PFZheng / psutil

Automatically exported from code.google.com/p/psutil
Other
0 stars 0 forks source link

Sleep parameter for cpu_percent() calls #123

Closed GoogleCodeExporter closed 9 years ago

GoogleCodeExporter commented 9 years ago
Reference: Issue #120

"Since cpu_percent is often paired with a 'time.sleep' call, I wonder if it 
would be simpler to have cpu_percent accept a "sleep" argument with default 
behavior of, say, 2s."

Opening this enh request as a reminder to look into this and decide if we want 
to add such a parameter to the percentage calculation functions. They require 
at least .1-.2 seconds to calculate a percentage for the interval, so it 
usually makes sense to use a sleep() call between requests. This would obviate 
the need for a separate call to time.sleep().

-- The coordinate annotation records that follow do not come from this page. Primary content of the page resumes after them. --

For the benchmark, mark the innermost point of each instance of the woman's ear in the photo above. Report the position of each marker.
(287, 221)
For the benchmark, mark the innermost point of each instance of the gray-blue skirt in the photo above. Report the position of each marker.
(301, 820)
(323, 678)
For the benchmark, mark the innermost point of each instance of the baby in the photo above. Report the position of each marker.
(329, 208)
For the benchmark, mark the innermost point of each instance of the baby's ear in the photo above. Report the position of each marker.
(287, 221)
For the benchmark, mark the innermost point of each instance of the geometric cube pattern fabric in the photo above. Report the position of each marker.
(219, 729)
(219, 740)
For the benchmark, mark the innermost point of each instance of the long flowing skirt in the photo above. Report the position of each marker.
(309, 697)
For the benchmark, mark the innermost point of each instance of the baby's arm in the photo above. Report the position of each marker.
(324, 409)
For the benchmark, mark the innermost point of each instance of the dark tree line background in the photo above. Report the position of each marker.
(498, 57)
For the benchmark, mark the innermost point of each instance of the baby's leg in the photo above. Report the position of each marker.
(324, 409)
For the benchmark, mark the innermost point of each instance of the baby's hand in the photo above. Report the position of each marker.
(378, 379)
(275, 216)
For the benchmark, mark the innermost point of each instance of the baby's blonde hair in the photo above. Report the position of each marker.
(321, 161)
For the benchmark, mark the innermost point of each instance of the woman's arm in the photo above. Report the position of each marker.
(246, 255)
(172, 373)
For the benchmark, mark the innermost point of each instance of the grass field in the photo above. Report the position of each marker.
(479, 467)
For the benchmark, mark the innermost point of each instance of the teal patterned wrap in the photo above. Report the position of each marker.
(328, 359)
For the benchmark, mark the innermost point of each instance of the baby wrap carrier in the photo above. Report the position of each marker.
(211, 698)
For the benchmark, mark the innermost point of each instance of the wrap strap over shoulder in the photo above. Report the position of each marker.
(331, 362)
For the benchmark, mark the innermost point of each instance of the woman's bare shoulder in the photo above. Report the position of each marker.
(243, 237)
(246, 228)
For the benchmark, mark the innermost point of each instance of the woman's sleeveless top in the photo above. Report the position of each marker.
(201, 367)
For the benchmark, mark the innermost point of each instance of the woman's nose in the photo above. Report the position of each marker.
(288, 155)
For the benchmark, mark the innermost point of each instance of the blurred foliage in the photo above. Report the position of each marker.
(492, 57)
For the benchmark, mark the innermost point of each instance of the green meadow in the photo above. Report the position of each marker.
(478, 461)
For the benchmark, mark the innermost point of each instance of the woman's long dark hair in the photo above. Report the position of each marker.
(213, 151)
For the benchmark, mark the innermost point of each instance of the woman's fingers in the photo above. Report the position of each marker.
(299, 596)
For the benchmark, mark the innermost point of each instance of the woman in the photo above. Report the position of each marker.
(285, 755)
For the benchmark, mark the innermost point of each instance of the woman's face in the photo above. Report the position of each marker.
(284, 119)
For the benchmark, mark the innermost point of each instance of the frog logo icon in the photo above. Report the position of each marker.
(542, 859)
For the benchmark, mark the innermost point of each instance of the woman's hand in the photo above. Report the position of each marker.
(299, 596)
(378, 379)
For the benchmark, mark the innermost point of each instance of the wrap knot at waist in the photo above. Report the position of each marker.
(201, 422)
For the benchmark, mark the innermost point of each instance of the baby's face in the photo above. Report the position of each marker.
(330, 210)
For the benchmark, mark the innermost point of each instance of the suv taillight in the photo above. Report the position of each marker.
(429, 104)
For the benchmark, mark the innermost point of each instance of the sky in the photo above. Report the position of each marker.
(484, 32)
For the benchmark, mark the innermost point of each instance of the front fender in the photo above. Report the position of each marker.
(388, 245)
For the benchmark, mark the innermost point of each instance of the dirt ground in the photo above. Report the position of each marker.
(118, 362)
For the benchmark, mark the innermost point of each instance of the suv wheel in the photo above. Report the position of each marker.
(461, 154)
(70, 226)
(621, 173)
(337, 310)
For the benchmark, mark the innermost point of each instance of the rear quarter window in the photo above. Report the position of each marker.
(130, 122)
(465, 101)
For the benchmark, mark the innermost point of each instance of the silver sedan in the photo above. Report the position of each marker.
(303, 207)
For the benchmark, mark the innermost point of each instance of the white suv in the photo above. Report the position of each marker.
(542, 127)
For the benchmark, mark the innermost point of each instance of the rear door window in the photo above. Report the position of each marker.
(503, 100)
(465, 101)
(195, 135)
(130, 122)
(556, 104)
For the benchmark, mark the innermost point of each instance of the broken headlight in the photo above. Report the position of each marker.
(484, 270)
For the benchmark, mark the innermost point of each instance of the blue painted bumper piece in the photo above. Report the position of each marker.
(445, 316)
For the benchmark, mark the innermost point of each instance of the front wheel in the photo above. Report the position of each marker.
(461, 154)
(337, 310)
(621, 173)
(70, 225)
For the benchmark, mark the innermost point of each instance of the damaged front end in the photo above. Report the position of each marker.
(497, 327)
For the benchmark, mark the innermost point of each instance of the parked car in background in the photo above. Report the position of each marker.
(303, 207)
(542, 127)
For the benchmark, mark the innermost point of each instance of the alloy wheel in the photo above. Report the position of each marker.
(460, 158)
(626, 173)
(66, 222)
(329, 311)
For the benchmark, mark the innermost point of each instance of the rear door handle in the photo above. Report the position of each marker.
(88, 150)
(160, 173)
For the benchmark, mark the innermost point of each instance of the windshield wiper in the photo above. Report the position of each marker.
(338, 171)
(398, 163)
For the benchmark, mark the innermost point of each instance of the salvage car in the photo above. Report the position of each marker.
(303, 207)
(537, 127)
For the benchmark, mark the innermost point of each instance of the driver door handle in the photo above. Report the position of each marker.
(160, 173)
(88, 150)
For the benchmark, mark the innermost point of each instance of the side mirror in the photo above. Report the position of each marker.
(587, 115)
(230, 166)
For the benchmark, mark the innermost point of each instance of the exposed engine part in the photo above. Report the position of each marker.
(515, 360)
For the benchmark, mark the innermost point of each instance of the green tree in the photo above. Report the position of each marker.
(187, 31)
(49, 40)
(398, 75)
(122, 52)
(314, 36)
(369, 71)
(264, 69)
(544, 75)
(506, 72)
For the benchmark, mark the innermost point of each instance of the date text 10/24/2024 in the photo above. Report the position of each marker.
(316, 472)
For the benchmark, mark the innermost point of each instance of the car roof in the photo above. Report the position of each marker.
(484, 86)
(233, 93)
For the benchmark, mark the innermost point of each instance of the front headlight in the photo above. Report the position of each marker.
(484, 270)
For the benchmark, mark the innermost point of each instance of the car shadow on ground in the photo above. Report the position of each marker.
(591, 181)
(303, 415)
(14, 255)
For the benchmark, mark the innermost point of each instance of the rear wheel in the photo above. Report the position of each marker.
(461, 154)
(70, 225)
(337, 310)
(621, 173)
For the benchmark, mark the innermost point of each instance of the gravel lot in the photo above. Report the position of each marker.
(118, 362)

We could also make the default 0, 
i.e. do not sleep, which would avoid any performance issues with using this in 
the default case.

Original issue reported on code.google.com by jlo...@gmail.com on 27 Oct 2010 at 3:43

GoogleCodeExporter commented 9 years ago

Original comment by jlo...@gmail.com on 27 Oct 2010 at 3:43

GoogleCodeExporter commented 9 years ago
I think it makes sense, but I'd be for post-poning the decision for version 
0.2.1.
Why do you think this would be needed also for memory stats, btw?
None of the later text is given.